Hi
I have around 85 gene sequences in individual fasta files. I'd like to rename each file with their header name containing the gene name in [gene=]. For each header, I only want what is in-between the brackets. I'm trying to do this through linux commands.
in fasta file input
>lcl|NC_018552.1_cds_YP_006666009.1_1 [gene=rps12] [locus_tag=C329_pgp044] [db_xref=GeneID:13540299] [protein=ribosomal protein S12] [exception=trans-splicing] [protein_id=YP_006666009.1] [location=complement(join(100912..100937,101474..101705,72928..73041))] [gbkey=CDS]
ATGCCAACTATTAAACAACTTATTAGAAATACAAGACAGCCAATCAGAAATGTCACGAAATCCCCCGCTC
>lcl|NC_018552.1_cds_YP_006666010.1_2 [gene=psbA] [locus_tag=C329_pgp089] [db_xref=GeneID:13540179] [protein=photosystem II protein D1] [protein_id=YP_006666010.1] [location=complement(565..1626)] [gbkey=CDS]

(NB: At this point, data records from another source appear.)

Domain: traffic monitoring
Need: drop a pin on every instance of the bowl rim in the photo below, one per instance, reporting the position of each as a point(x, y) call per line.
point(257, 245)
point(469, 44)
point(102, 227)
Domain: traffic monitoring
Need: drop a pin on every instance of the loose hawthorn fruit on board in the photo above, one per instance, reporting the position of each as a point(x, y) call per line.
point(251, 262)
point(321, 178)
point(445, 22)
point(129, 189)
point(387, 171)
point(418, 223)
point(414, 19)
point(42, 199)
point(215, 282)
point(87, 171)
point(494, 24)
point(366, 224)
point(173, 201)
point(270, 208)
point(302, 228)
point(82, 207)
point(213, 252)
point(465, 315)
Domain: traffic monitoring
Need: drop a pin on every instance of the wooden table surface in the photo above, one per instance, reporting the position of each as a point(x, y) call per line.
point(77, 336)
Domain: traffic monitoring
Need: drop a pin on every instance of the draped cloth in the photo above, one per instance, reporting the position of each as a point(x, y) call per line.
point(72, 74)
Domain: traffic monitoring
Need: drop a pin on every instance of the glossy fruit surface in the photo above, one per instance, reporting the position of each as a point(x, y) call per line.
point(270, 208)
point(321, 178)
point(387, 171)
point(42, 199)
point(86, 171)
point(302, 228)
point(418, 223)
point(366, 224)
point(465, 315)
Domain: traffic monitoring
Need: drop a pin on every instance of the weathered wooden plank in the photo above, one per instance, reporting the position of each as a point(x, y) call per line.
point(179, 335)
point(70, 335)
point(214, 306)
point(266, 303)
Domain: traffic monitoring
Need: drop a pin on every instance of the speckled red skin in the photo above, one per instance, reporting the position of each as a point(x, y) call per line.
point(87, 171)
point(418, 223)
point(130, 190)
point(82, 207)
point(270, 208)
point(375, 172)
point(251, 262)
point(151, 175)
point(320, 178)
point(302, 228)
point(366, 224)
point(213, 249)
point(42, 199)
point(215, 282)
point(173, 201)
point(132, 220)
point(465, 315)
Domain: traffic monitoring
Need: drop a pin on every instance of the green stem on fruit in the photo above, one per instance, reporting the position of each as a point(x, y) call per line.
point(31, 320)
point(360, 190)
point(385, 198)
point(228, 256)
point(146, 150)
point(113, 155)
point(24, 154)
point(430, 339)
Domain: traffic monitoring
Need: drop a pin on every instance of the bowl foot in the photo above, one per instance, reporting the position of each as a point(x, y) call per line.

ATGACTGCAATTTTAGAGAGACGCGAAAGCGAAAGCCTATGGGGTCGCTTCTGTAACTGGATAACTAGCA
in need fasta file output
>rps12
ATGCCAACTATTAAACAACTTATTAGAAATACAAGACAGCCAATCAGAAATGTCACGAAATCCCCCGCTC
>psbA
ATGACTGCAATTTTAGAGAGACGCGAAAGCGAAAGCCTATGGGGTCGCTTCTGTAACTGGATAACTAGCA
Can anyone help with this?
TIA
This type of question is among the most frequently asked on this forum. Searching through previous posts should give you several different options of doing this task.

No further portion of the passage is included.